Protocols

FTP

File Transfer Protocol

A TCP-based protocol for transferring files between a client and server, using separate control and data connections — but transmitting everything in plaintext unless a secure variant is used.

FTP is one of the oldest internet protocols, dating to 1971. It separates the connection into two channels: a control connection (port 21) for commands like login, list directory, and get/put, and a data connection for actual file content. This dual-channel design was novel at the time but causes complications with modern firewalls and NAT that were not factors in FTP's original design.

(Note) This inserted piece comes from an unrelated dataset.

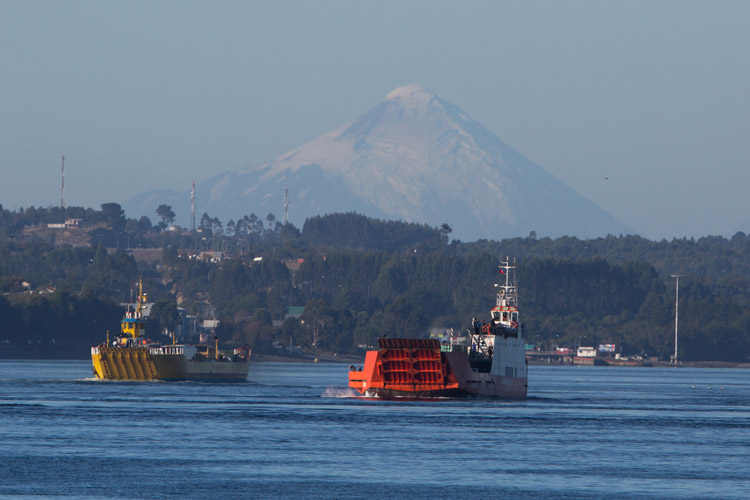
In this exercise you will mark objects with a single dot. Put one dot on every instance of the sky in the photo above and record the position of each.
(642, 107)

Control channel vs data channel

The control channel (port 21) carries all commands and responses as plaintext ASCII — LOGIN, LIST, RETR, STOR — throughout the entire session. The data channel carries only file content and directory listings; it is opened and closed for each transfer. In active mode the data channel originates from the server on port 20. In passive mode the server picks an ephemeral high port and the client connects to it. Because credentials travel on the control channel in plaintext, any network observer can capture the username and password from a single packet capture.

Active vs passive mode — and why passive is needed behind NAT

In active mode (PORT), the client tells the server its IP address and a port number; the server then initiates a new TCP connection back to the client on that port. This breaks behind NAT: the client's real IP is private (192.168.x.x), the server cannot reach it, and stateful firewalls block unsolicited inbound connections. In passive mode (PASV), the client asks the server to open a listening port and tell the client where to connect. The client then initiates the data connection, making it look like any outbound TCP connection — compatible with NAT and firewalls. Passive mode has been the de facto standard since the mid-1990s and virtually every modern FTP client defaults to it.

FTP, SFTP, FTPS, and SCP compared

ProtocolEncryptionPortRelationship to FTPNotes
FTPNone (plaintext)21 / 20OriginalNever use over internet
FTPS (explicit)TLS (STARTTLS)21FTP + TLS upgradeSame dual-channel complexity
FTPS (implicit)TLS (always on)990FTP + TLS from startLess common than explicit
SFTPSSH22Unrelated protocolSingle port, preferred choice
SCPSSH22Unrelated protocolSimple copy, no directory browse

Common FTP clients and server software

The most widely used desktop FTP clients are FileZilla (free, cross-platform, supports FTP/FTPS/SFTP) and WinSCP (Windows, also supports SFTP and SCP with a two-panel interface). Both default to passive mode. On the server side, vsftpd (Very Secure FTP Daemon) is the standard choice on Linux for pure FTP/FTPS; ProFTPD offers more configuration flexibility for complex hosting environments. Both can be configured to require FTPS and reject plaintext logins.

When FTP is still used

Plain FTP persists in specific niches despite its age:

  • Legacy web hosting: many shared hosting control panels still offer FTP alongside SFTP for compatibility with older site management tools
  • Network device firmware uploads: routers, switches, and industrial controllers often ship with a built-in FTP client for firmware updates from a local FTP server, where network isolation makes plaintext acceptable
  • Automated batch transfers on isolated internal networks where encryption is handled at the network layer (VPN or dedicated fiber)

Testing FTP from the command line

The built-in ftp command is available on Linux, macOS, and Windows. Connect with ftp hostname, enter credentials at the prompt, and use get filename or put filename to transfer files. For scripting or SFTP testing, curl supports FTP and SFTP directly: curl ftp://server/file.txt --user user:pass downloads a file, and curl sftp://server/file.txt --user user:pass -k does the same over SFTP. The -k flag skips host key verification — useful for quick tests but not for production scripts.

Frequently Asked Questions

Is FTP secure?

Plain FTP transmits credentials and file contents in cleartext — any network interceptor can read them. Never use plain FTP over the internet or public Wi-Fi. Use SFTP or FTPS for encrypted transfers.

What is the difference between FTP, SFTP, and FTPS?

FTP is plaintext. FTPS adds TLS encryption to FTP. SFTP is a completely separate protocol that runs over SSH — it shares the name but is unrelated to FTP. SFTP is generally preferred because it uses a single port (22) and SSH infrastructure most servers already have.

What ports does FTP use?

Port 21 for the control channel; port 20 for data in active mode, or a negotiated high port in passive mode. Passive mode is standard today because it works through firewalls and NAT without extra configuration.